【噴水台】道を探す方法がなければ、つくっていく=韓国
ⓒ 中央日報/中央日報日本語版2013.09.03 13:05
9月の最初の出勤日だった昨日の朝、バスに乗って光化門(クァンファムン)の四つ角を過ぎ、新しく変わった詩句を見た。「コロコロコロ/本の中でコオロギの声をきいた/私は目を閉じて/コオロギの声だけをきく」(キム・ヨンイルの児童詩『コオロギの鳴く夜』)。教保(キョボ)生命ビルにかけられた「光化門文板」だ。秋だなと思う。ソウル中心街の季節の変化は、光化門文板が衣替えをして始まる。そうでなくても何日か前から残暑までも衰えた兆しがはっきり感じられた。蚊と任務交代したコオロギの声が、耳をくすぐっていたところであった。その上、9月は読書の月。

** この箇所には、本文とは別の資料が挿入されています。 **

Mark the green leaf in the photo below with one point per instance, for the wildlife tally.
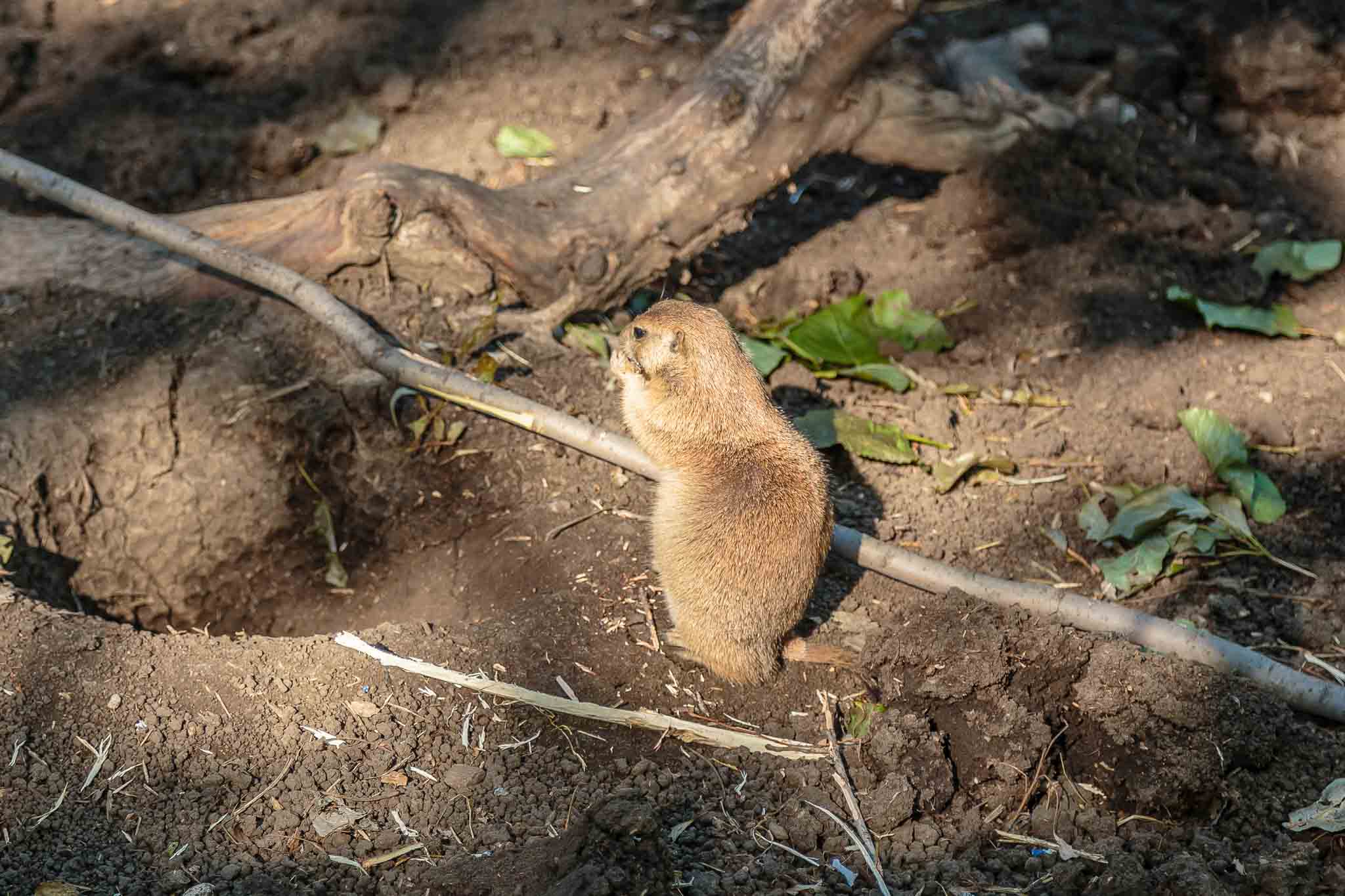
(1138, 566)
(837, 335)
(354, 132)
(1301, 261)
(1225, 450)
(915, 330)
(1229, 509)
(860, 719)
(588, 337)
(486, 368)
(1091, 517)
(1255, 490)
(881, 373)
(764, 356)
(1277, 320)
(1215, 436)
(517, 141)
(875, 441)
(849, 333)
(1151, 509)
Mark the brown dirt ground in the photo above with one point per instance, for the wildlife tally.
(1180, 777)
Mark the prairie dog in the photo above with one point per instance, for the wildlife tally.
(741, 517)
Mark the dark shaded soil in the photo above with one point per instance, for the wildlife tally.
(213, 656)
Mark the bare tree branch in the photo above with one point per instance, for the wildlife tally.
(400, 366)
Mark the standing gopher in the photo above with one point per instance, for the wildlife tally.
(741, 521)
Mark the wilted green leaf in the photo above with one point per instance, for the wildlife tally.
(479, 335)
(1151, 509)
(1215, 436)
(326, 530)
(517, 141)
(643, 300)
(354, 132)
(875, 441)
(1255, 490)
(849, 333)
(764, 356)
(860, 719)
(1091, 517)
(1225, 450)
(588, 337)
(837, 335)
(486, 368)
(1229, 509)
(1277, 320)
(1301, 261)
(915, 330)
(1137, 567)
(335, 575)
(946, 473)
(880, 373)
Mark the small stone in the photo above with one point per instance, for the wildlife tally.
(284, 820)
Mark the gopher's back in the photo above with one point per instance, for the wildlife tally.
(739, 542)
(741, 519)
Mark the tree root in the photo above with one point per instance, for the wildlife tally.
(1302, 692)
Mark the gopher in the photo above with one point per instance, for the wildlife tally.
(741, 519)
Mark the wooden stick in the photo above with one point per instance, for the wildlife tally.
(688, 731)
(1302, 692)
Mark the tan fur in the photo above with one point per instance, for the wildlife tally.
(741, 519)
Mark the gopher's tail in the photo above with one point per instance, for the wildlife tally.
(801, 651)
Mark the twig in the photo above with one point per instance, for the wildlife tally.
(649, 618)
(680, 729)
(43, 817)
(854, 839)
(843, 778)
(1337, 368)
(1036, 777)
(264, 790)
(1302, 692)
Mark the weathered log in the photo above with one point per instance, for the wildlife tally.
(780, 89)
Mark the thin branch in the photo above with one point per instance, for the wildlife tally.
(689, 731)
(1302, 692)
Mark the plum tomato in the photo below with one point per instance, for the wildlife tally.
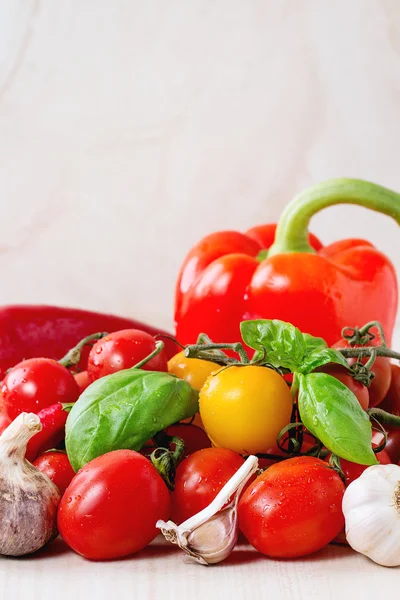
(199, 478)
(382, 374)
(293, 508)
(359, 390)
(56, 466)
(391, 402)
(244, 408)
(36, 383)
(111, 506)
(123, 350)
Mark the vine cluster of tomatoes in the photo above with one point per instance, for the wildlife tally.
(120, 495)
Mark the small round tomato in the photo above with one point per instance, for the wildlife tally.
(35, 384)
(293, 508)
(123, 350)
(382, 374)
(193, 370)
(111, 506)
(352, 471)
(391, 402)
(83, 380)
(199, 478)
(244, 408)
(359, 390)
(57, 467)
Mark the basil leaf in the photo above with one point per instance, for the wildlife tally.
(282, 344)
(124, 410)
(332, 413)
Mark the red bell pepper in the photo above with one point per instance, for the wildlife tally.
(229, 276)
(50, 331)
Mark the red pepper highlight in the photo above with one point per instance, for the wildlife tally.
(229, 276)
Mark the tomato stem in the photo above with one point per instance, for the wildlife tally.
(73, 356)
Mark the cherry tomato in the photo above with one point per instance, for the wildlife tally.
(382, 374)
(111, 506)
(57, 468)
(37, 383)
(193, 370)
(392, 447)
(199, 478)
(244, 408)
(83, 380)
(391, 402)
(353, 471)
(123, 350)
(359, 390)
(293, 508)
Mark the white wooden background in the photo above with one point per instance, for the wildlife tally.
(128, 130)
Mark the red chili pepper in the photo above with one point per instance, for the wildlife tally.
(53, 419)
(229, 277)
(50, 331)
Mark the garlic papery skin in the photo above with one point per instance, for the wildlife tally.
(210, 535)
(28, 499)
(371, 508)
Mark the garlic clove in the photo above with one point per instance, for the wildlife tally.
(28, 499)
(210, 536)
(371, 507)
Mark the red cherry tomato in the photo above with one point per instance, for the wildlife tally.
(83, 380)
(392, 447)
(293, 508)
(37, 383)
(353, 471)
(199, 478)
(382, 374)
(391, 403)
(57, 468)
(111, 506)
(123, 350)
(359, 390)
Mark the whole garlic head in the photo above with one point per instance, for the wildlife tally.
(210, 535)
(371, 507)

草創期で広報中心だった光化門文板が変わったのは、1990年代末の外国為替危機のころだった。当時の教保生命のシン・ヨンホ会長(1917~2003)が「広報は考えず、市民らに癒しを」と提案して詩を掲げ始めた。光化門の四つ角に社屋を構え、地下の貴重な空間に商店街を入れて金を稼ぐような考えもせず、書店(教保文庫)を出した彼らしい発想だった。興味深いのは、教育保険を創案して大韓民国で一番大きな書店をつくったシン・ヨンホ本人は、もともと無学だったという点だ。小学校の門をくぐることができなかった。